Saturday, November 21, 2009

Critical moment for Chinatown

Upscale nightlife locations serving a non local patronage are popping up in the heart of Chinatown; local businesses, having trouble keeping up with rising real estate values, are giving way to chain stores; swank hotels are replacing residential and office space, displacing the local community.

Can the Chinatown Working Group come up with a plan to protect Chinatown from real estate speculation? Can the group forge a coherent vision for the future of Chinatown that doesn't repeat the failures of every other Chinatown in the U.S.?

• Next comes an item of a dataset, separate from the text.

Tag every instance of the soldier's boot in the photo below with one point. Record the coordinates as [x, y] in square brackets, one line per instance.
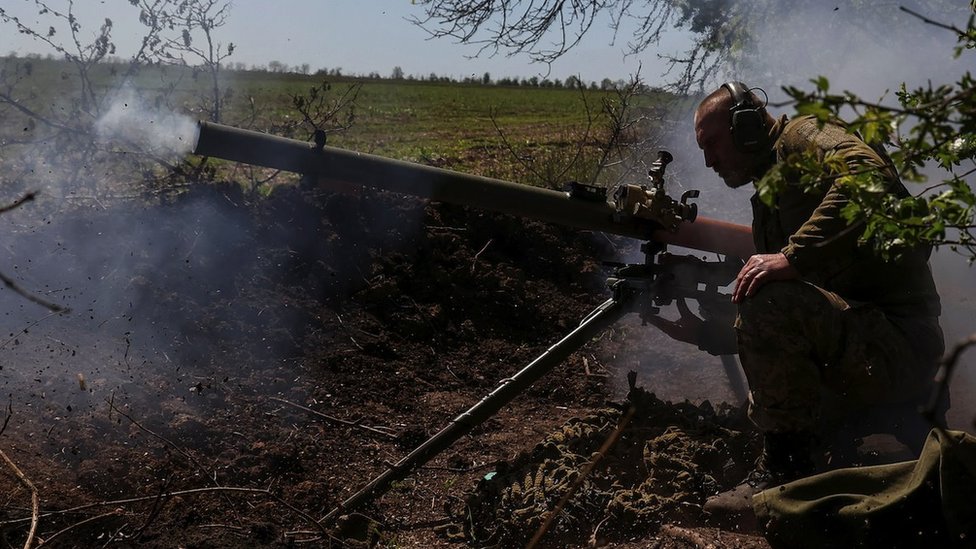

The question may be answered on Monday when the business and development interests meet with the preservationists to figure out how to keep the economic investment engine that has driven Chinatown from bulldozing Chinatown. The future of the Chinatown Working Group process and of Chinatown itself depend on whether the conflicting needs of economy and of community and culture can be addressed.

Monday, Nov. 23, 7pm
Joint Working Team Meeting,
Zoning, Cultural/Historic Preservation, Economics & Transportation
Community Board 1, 49-51 Chambers St, Rm. 709

-- a joint meeting of the Economic & Transportation Teams with the Zoning & Cultural/Historic Preservation Teams to discuss their respective goals and vision and
to share their expertise in preparation for a town hall on CWG plans for Chinatown.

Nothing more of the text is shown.